The information obtained might not be used during the actual negotiation, but officials might be completely unaware that their limits or strategies are already known by China, Chang added.
While saying that Chinese probably do not have access to Taiwan’s policies and decisions on the draft cross-strait service trade accords and the draft cross-strait goods trade accords, Chang said that there is no way of being absolutely certain.
The policies of the incoming government might discourage Chinese from hacking if it has no plans to negotiate or interact with China, but the attacks could come in a different form, Chang said.
Chang said that cyberattacks came in two ways — one in which Web sites crash or get a denial of service or distributed denial of service (DDOS) message, and the other in which backdoors are opened into Web sites that allow hackers to steal sensitive information.
An index on Chinese hacking activity would depend on whether Taiwan’s Web sites are attacked openly — such as the Presidential Office’s Web site displaying the People’s Republic of China (PRC) national flag — which might indicate that more subtle hacking is also in progress, Chang said.
China’s efforts at bypassing Taiwan’s firewalls are mostly custom-designed and are extremely hard to detect, Chang said, adding that over the years, Taiwan has uncovered many different methods that are being noticed by other nations.
Chang said that after his dealings with information security, he does not harbor impractical illusions toward China and is of the mind that it is, for the most part, unfriendly toward Taiwan.
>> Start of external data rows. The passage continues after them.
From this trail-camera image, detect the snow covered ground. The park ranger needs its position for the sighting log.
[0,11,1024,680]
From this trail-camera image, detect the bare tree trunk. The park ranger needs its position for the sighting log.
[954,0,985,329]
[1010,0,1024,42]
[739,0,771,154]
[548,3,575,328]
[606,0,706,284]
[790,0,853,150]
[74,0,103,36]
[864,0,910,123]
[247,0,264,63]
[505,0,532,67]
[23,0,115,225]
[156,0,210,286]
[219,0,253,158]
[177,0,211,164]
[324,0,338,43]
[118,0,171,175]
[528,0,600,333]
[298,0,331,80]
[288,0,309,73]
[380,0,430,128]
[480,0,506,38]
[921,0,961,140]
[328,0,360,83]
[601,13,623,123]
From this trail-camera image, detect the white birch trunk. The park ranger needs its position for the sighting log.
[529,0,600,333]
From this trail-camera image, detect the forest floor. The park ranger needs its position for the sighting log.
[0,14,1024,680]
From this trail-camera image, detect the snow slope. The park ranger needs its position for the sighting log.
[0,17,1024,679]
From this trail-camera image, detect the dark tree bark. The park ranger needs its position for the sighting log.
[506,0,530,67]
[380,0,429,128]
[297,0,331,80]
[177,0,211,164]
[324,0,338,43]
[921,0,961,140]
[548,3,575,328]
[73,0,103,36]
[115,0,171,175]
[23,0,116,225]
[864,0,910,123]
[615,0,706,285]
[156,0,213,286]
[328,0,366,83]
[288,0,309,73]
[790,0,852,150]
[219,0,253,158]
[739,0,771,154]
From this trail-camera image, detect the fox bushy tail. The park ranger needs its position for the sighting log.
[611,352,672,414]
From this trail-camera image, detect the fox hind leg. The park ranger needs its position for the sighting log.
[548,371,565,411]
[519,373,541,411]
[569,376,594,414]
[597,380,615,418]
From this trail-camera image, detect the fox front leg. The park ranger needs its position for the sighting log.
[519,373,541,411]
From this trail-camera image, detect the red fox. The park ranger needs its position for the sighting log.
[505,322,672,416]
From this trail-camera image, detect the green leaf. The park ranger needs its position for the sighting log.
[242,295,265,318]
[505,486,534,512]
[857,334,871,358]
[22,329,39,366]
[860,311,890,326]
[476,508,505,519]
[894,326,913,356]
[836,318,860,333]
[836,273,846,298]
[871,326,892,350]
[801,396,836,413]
Chang said he counts the abolition of regulations on the establishment of the information security center as one of the greatest regrets during his term as premier, adding that the incoming government should seek to retain these regulations and staff.
He said that the staff at the center were the most experienced in dealing with Chinese hackers and they would be of invaluable service to the nation.
When asked whether Taiwan should be on alert in terms of corporations and the Chinese market, Chang said Taiwanese companies are even more concerned than the government over their goods or technologies slipping out of their fingers, adding that all the government had to do was hear what the companies and corporations are saying.
Chang also said that it is highly likely that Taiwanese Web sites would be targeted over the recent World Health Assembly issue, as China might be “afraid that we would say things we should not.”